If you can’t name the Spice Girl’s #1 hit or you don’t remember the pain on your wrist from trying on a slap bracelet, then you probably aren’t a 90s kid. With all the amazing inventions and shows from that generation, being a 90s kid seems like a privilege. There has been numerous groundbreaking events that make the 90s so memorable. The OJ Simpson trail. Bill Clinton’s presidential reign and scandal. The popularity of sitcoms. The decade of one hit wonders. Y2K. The World Wide Web. These things and more created a platform for what would come after it.
Today, however, we have much more technology and better advancements in society and peoples civil rights. So why do people still long for the simplicity of the 90s? Why do we feel privileged to be a 90s kid? On National Geographic’s website, they question whether we should consider the 90s to be “the last great decade” by providing articles and videos to explain the good times that we can never forget. I can bet if you asked 90s kids that question, they would say yes.
You can tell by looking around you, just at what people are wearing these days, that trends are cyclical. Seeing people in chokers and oversized flannels brings back the 90s grunge phase; and plaid skirts and knee socks are a reference to Cher (who is, in my opinion, a total fashion icon) in the hit 90s movie Clueless. People bring back these trends for two reasons: trends are cyclical and almost always come back in style, and people are nostalgic.
Sure, we can be thankful that some trends didn’t make it back; like frosted tips or embellished jeans. But on a more serious note, teen smoking was a huge trend in the 90s; a perfect example being when Gia pressured sixth grade Stephanie Tanner to smoke a cigarette in the 90s television series Full House. Today, advertisements show teens admitting that smoking is not “cool” and should be put to and end.
Numerous twitter accounts are dedicated to focusing solely on these “good old days”. They are filled with images and videos that people will look at and think “I remember that!” or “I miss those!”.
Even a simple statement like this makes people nostalgic? Who cares that our generation used cameras instead of a iPhone to capture the memories of our past? It seems like no one should really, but when things like this are brought up people get almost, dare I say, emotional.

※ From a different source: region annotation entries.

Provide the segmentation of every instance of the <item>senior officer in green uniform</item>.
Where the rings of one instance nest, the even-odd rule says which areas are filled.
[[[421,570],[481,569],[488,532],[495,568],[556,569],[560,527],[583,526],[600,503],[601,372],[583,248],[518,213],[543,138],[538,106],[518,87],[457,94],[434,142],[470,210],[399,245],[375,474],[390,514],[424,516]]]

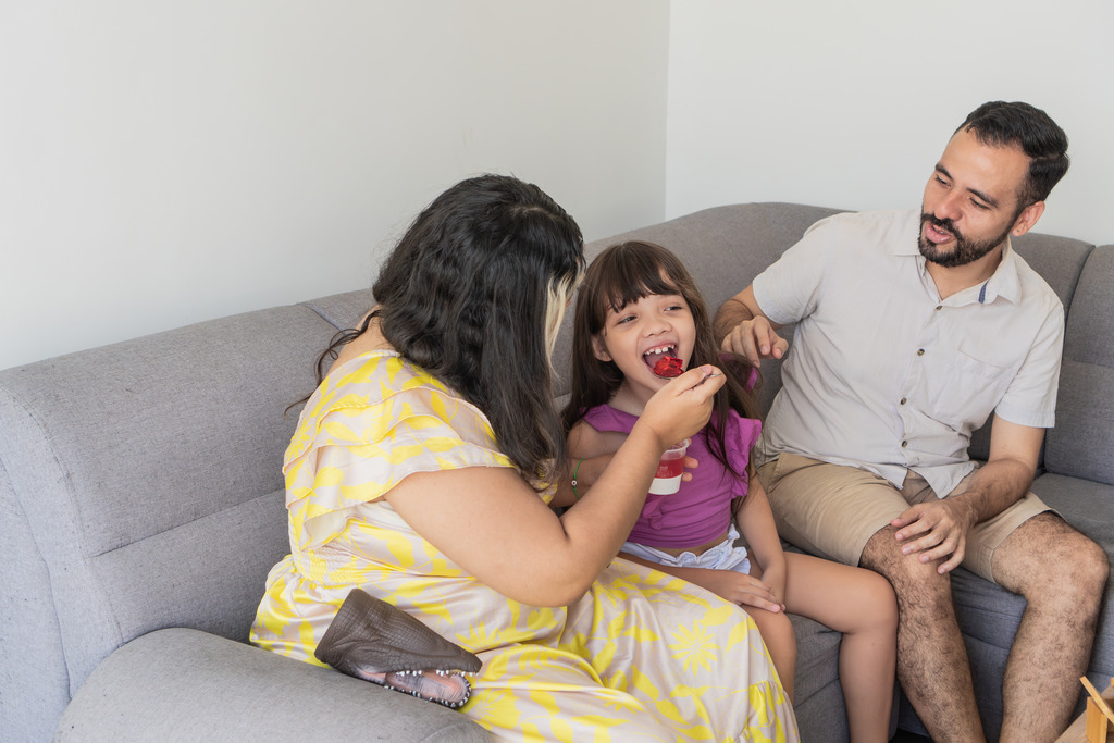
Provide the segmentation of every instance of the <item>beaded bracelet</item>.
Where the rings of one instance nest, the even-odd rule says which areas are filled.
[[[573,500],[580,500],[580,496],[576,493],[576,473],[580,471],[580,465],[583,463],[584,460],[582,459],[576,463],[576,467],[573,469]]]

The biggest question to be asked, one that we will have to wait and see, is if in twenty years from now, we will be nostalgic for the 2010s? Or at least will kids who would consider themselves “2010 kids” find themselves longing for the days of the iPhone 6s and One Direction? many of 90s kids parent’s probably looked back to the years they grew up when they were our age. But now, if you were to ask a 45-50 year old, they would probably answer the question “what was the best decade in your life?” with “the 80s!”. This makes me believe that, yes, we will be looking back on the days of today with that same nostalgic feeling we have for the 1990s.